Then a little while later we read:
7-8 Satan left God and struck Job with terrible sores. Job was ulcers and scabs from head to foot. They itched and oozed so badly that he took a piece of broken pottery to scrape himself, then went and sat on a trash heap, among the ashes.
Job did more than just have a bad day. He had a bad day on steroids. In one day he loses all of his possessions. He goes from the rich house to the poor house. Financial security to instant bankruptcy. All of his children are taken. His heritage. His legacy all removed in one fatal swoop. Not one funeral, but 10 to plan and attend. Then to make matters worse his health is taken away. Makes the bad day at work on Friday seem trivial doesn’t it?
But the real issue that is raised by Job’s bad day isn’t how bad the pain was because each of us has a different pain threshold. The real question is why? Why is pain necessary?

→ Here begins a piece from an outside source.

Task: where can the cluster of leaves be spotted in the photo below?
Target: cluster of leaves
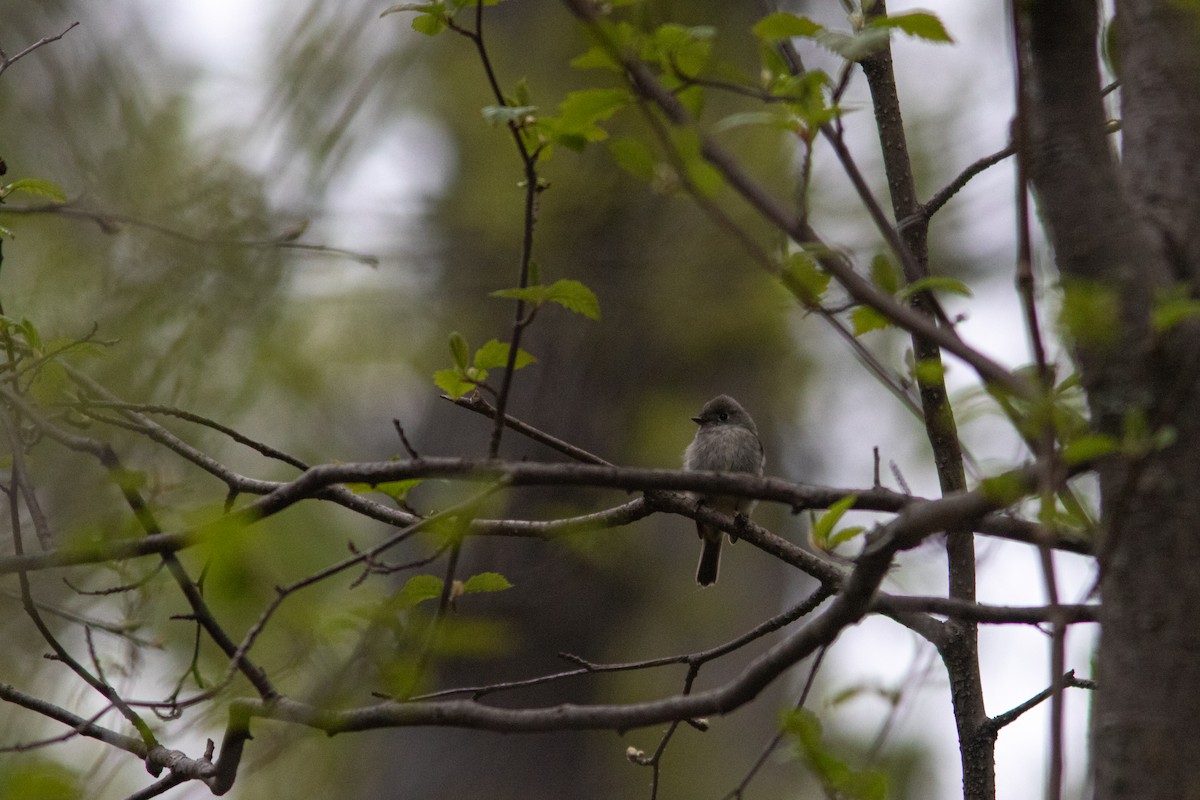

Let’s look at a few things about pain.
II. The Pain Truth
1. Pain is predictable and impartial.
Like it or not pain is predictable. We will all face pain at some point. Pain is simply a part of life. If you haven’t faced any pain mark my words you will. Even folks who seem to have a fairy tale life, who seem to wake up smiling, who seem to have a free pass still have pain. We just don’t know about it. They hide it or as we have seen recently they medicate it.
Pain is also impartial. No one is immune. No is off limits. Job was upright but still endured pain. Jesus was the Son of God, but still endured pain. You will never be “good enough” or “holy enough” to not have to face pain. If that was the case you wouldn’t need the promise of a savior who felt what we feel!
2. Pain purifies.
Pain purifies us. It rips away all the nonessentials from our life and gets us to focus once again on what really matters. So many of us are so wrapped up in things that don’t really matter. Pain forces us into clarity! Popularity no longer matters. Stuff no longer matters. Grudges no longer matter. Pain purifies us and strips us to the basics.
3. Pain pushes and strengthens us.
You will remember in Rocky 4 that Rocky faces off against Ivan Drago the fighter from Russia. In order to fight this mountain of a man, Rocky had to train and push through pain like he had never done before. Pain as much as it hurts can force us to expand and become stronger.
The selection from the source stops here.